MATTEO: C’è voluto del tempo anche per arrivare in studio preparati anche economicamente! J

Definite la vostra musica “un mix di tra il post punk anni ’80 ed il grunge anni ’90”. Vi va di approfonire questo aspetto?
CLAUDIO: Questo mix è dato sostanzialmente dall’incontro dei backgrounds musicali personali di me e Matteo: io sono sempre stato un appassionato di tutto quello che proviene dalla scena di Seattle, sono un grandissimo fan dei Nirvana, e l’incontro con Matteo ha dato vita a questo sound ibrido. Mi piace molto anche la new wave anni ’80, anche se non è proprio il genere da cui provengo musicalmente.
MATTEO: Tra l’altro anche per quanto mi riguarda mi sono avvicinato solo da sei,sette anni a questo genere. Intorno al 2011 mi sono appassionato alla new wave, darkwave ecc.. E mi sentivo che questo sarebbe tornato in voga in pochi anni, così è stato e siamo orgogliosi di far parte di questa scena musicale, che in Italia sta sfornando tante ottime band.

Aware è un disco molto suggestivo e fortemente emotivo. Ogni traccia presenta una doppia anima: una dolce e romantica, l’altra irruenta e quasi rabbiosa. Vi chiedo, come nascono i vostri pezzi?
MATTEO: Grazie molte per il complimenti, mi fa polto piacere che si percepisca questa doppia anima, come hai detto, perchè è l’essenza di quello che siamo, a partire dal nostro nome – Carri armati e lacrime – che rispecchia entrambi i lati della nostra musica, quello più rumoroso e cattivo. I nostri pezzi sono sempre nati in sala prova o da un giro di basso mio o da un riff di chitarra di Claudio.
CLAUDIO: Abbiamo sempre pensato che sia molto più produttivo far nascere e lavorare su qualcosa insieme piuttosto che imporre le proprie canzoni al resto dei componenti del gruppo. La nostra intenzione è semplicemente quella di fare musica, se poi il risultato è quello che ci stai dicendo, ci fa solo un grande piacere!

Quali sono gli ascolti che vi hanno maggiormente influenzato durate la realizzazione del disco?
MATTEO: Per quanto mi riguarda i gruppi che maggiormente ho ascoltato nel periodo antecedente le registrazioni di Aware sono stati A Place To Bury Strangers e The Soft Moon
FRANCESCO: Anche per me sicuramente, sono un fan di The Soft Moon e APTBS.
CLAUDIO: Credo di aver anticipato la risposta come ti dicevo prima, sono un assiduo ascoltatore del Grunge anche se ho iniziato ad ascoltare molto shoegaze per ampliare la mia cultura musicale specialmente per quanto riguarda la chitarra, che volevo suonasse in una certa maniera su Aware.

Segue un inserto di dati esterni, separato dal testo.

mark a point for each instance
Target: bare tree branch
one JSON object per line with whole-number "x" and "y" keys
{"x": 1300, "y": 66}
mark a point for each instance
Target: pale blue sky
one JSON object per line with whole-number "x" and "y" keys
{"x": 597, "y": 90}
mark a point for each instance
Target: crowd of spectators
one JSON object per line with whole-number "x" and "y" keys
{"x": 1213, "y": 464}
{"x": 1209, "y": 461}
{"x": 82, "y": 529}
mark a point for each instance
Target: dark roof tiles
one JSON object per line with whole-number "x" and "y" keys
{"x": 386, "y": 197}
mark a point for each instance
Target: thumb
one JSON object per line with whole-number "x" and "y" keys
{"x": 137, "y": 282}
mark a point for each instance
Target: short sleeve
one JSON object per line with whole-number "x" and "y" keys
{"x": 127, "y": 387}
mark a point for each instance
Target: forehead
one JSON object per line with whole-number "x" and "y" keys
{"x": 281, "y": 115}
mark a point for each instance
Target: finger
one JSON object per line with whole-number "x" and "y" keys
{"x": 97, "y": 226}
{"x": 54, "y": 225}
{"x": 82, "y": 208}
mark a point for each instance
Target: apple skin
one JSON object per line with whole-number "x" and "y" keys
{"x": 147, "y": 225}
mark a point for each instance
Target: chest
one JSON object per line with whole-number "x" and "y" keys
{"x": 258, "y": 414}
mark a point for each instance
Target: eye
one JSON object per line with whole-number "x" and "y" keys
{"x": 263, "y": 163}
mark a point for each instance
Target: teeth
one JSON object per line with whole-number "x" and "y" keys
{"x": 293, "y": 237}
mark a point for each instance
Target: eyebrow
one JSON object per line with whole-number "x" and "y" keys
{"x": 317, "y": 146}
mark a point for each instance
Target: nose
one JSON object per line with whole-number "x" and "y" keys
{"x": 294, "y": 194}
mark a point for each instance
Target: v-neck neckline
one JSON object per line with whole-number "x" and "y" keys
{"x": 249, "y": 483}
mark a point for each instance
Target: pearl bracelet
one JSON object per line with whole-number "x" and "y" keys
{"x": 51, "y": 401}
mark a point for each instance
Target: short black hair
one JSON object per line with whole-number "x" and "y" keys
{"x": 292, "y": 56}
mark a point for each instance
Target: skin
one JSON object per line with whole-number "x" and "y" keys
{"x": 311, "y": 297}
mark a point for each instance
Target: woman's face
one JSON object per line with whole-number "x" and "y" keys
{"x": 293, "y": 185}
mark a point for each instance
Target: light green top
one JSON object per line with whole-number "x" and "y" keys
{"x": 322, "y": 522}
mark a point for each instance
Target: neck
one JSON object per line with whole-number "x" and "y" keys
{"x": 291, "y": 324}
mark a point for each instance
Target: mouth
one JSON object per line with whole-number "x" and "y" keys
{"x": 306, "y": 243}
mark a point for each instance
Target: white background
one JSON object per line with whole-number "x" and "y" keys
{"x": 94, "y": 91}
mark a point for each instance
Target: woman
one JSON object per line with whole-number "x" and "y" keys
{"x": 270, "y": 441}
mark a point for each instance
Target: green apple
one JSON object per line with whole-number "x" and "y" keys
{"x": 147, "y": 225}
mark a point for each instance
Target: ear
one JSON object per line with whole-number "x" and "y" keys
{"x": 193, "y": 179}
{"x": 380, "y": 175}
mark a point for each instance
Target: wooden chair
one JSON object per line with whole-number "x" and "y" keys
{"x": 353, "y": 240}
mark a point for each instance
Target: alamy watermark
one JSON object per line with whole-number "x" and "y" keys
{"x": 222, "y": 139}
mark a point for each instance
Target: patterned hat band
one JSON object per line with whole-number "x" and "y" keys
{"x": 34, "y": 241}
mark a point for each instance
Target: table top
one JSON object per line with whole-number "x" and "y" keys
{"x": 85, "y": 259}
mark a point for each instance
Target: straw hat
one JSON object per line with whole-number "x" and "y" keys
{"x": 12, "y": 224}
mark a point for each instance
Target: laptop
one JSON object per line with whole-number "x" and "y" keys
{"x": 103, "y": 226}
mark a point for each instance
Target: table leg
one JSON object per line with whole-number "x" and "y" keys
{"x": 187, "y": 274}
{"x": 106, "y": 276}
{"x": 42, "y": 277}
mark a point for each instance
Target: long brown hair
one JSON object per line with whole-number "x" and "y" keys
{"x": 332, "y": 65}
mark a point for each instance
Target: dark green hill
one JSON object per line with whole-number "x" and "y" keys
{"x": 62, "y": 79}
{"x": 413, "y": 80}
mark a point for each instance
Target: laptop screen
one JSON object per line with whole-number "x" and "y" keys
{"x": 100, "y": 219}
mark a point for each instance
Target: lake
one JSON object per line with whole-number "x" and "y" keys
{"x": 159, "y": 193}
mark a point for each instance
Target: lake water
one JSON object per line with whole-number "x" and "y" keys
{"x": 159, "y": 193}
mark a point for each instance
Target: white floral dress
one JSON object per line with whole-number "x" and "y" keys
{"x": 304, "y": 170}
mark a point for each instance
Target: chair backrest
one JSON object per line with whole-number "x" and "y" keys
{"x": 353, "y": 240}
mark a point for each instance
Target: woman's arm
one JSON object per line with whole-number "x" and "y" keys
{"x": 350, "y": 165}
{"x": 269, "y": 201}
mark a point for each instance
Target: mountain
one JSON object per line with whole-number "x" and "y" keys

Se doveste scegliere un brano di Aware da far ascoltare ad una persona che non ha mai ascoltato i Tanks and Tears, quale sarebbe? E perchè?
FRANCESCO: Beh gli farei ascoltare Under a Cloud per le atmosfere che evoca e le emozioni che credo possa trasmettere a chiunque.
MATTEO: Io Jump Into Your Heart perchè è quello che maggiormente riassume quello che siamo e quello che è la nostra musica.
CLAUDIO: Per quanto mi trovi in difficoltà a sceglierne uno, perchè vorrei che tutti ascoltassero interamente il disco. Il mio brano preferito è Inca che credo rispecchi le due anime a cui hai fatto riferimento prima, e perchè è il pezzo che mi diverto di più a suonare, per ora.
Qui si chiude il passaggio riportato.